Committee members, who met Tuesday through Thursday in Indianapolis, want to improve the pace and flow of the game and believe a way to accomplish this goal is to allow players to continue moving after the official blows the whistle. Currently, players must stop on the whistle.
All rules changes must be approved by the NCAA Playing Rules Oversight Panel, which is scheduled to discuss women’s lacrosse proposals July 20.
Under the proposal, players can keep moving while the player possessing the ball restarts play after a foul or violation. There will be a 2-meter nonengagement area around the player awarded possession of the ball.
Players are free to move outside the nonengagement area. For violations of the nonengagement area or delays clearing out of the nonengagement area, teams will receive one initial team warning and then subsequent violations and delays will result in a green card and immediate one-minute penalty.
Upon a change of possession, if the defensive team commits three fouls before the offensive team crosses the restraining line into its attacking end, the defending team will be assessed a one-minute penalty.
All shooting-space fouls and three-second violations, as well as all other fouls committed in the 8-meter arc, will result in an 8-meter free position for the offensive team.
The committee has recommended a new setup for 8-meter free positions that will permit the defensive team to position players at the hashes adjacent to the 8-meter free position. Excluding the offending player who is positioned behind the 8-meter free position, players will be permitted to move freely outside the 8-meter arc; however, players will not be permitted in the playing area below the hanging hashes to the dots.

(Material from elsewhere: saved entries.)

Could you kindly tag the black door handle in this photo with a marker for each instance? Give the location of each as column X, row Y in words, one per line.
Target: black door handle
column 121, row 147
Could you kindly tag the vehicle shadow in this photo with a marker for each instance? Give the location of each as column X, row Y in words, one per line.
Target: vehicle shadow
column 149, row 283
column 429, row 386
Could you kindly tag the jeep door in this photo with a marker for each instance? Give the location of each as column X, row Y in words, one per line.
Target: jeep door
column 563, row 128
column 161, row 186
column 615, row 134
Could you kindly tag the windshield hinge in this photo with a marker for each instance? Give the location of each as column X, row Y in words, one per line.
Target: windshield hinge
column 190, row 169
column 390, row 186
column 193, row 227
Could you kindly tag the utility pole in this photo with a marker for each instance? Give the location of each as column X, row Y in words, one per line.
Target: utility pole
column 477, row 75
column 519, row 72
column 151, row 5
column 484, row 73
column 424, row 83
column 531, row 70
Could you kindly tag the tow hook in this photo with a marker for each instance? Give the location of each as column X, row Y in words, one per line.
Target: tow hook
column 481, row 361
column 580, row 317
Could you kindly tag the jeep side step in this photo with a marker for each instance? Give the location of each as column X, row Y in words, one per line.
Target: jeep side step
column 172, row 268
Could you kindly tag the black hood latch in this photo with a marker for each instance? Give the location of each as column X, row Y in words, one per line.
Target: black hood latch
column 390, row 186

The committee believes this will alleviate the concerns of shooting space and dangerous slides from low to high during 8-meter free positions.
For fouls that occur in the critical scoring area above goal line extended, possession will be awarded to the offense at the 12-meter arc, the offending player will go behind the offensive player, and there will be a nonengagement area.

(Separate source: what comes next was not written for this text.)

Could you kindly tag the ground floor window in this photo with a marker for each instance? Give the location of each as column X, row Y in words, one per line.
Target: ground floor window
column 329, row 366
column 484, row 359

For fouls that occur in the critical scoring area below goal line extended, possession will be awarded to the offense at the dot — located below the goal-line-extended area — the offending player will go behind the offensive player, and there will be a nonengagement area.
Committee members believe changes made the past two seasons, including self-starts and adding a 90-second possession clock, set the groundwork for their new proposals.
“This felt like a natural progression for the game to move toward,” said Jen Adams, rules committee chair and coach at Loyola (Maryland). “We are looking at this through the lens of we are moving to what a lot of other sports have. Instead of having a unique freeze-tag type of rule, we are going in a direction to increase the pace and flow of the game.”
Breaking: NCAA Rules Committee Recommends Big Changes to the Girl’s Game – Ruling Scheduled For July 20th
Written by Lee Roggenburg on . Posted in Across The LAX World, Florida Lacrosse News, Parent’s Corner, Understanding The Rules.
via NCAA press release
Author’s Note: For those who play and follow the Girl’s game these changes are truly revolutionary in finding a balance between keeping the Girl’s game unique and solving some of the more vexing issues with watching the sport grow, particularly the speed of re-starting the game from a blown whistle and the taking away of a clean goal due to a whistle that did not effect the play itself. Hopefully the NCAA Ruling Panel will go ahead with all of these and then we can reflect back two years from now if any adjustments need to be made.